# Using Text to Group Amazon Reviews

The goal of this demo session is to cluster a set of reviews scraped from the Amazon.com e-commerce platform. We will use the textual content of each review to extract features by implementing the TF-IDF technique. These features are used from the k-means clustering algorithm to group reviews with similar features.

#### Downloading dataset github

In [None]:
import pandas as pd
import matplotlib.pyplot as plt
import matplotlib.patches as mpatches
import os

In [None]:
if os.path.exists('out.json'):
    df = pd.read_json('out.json')
else:
    df = pd.read_json('https://raw.githubusercontent.com/InfoTUNI/joda2022/master/koodiesimerkit/out.json')

df

### Data Preprocessing

First, we preprocess the textual content of each rating.
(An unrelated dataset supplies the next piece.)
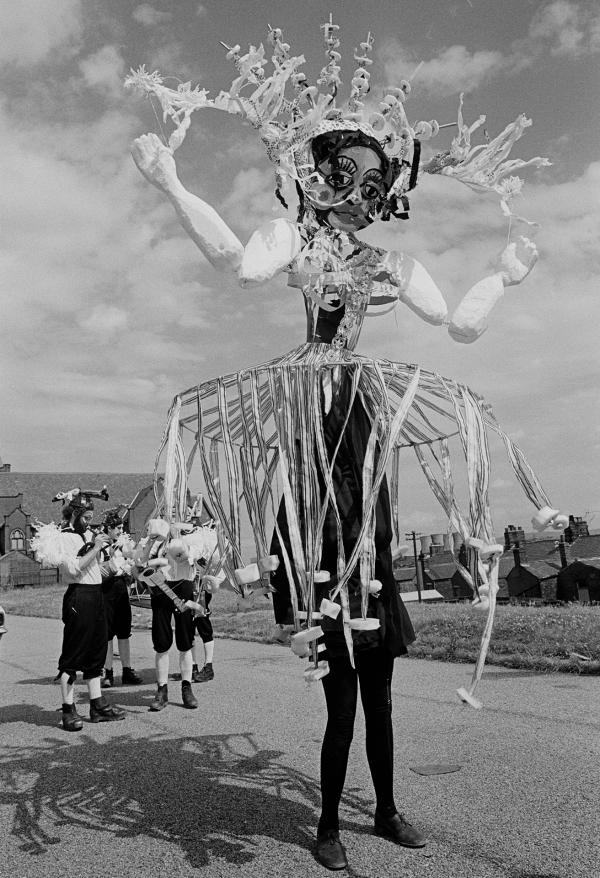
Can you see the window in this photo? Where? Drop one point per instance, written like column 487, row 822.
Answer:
column 17, row 540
There are many techniques we could use to clean the data but given the relatively short length of the average rating's content, we only consider converting the text field of each rating to lowercase.

In [None]:
df['text'] = df['text'].apply(str.lower)

___
Next, let's make sure that we convert the rating attribute to a floating point value.

In [None]:
df['rating'].unique()

In [None]:
conv_rating = lambda rating: float(rating[:2])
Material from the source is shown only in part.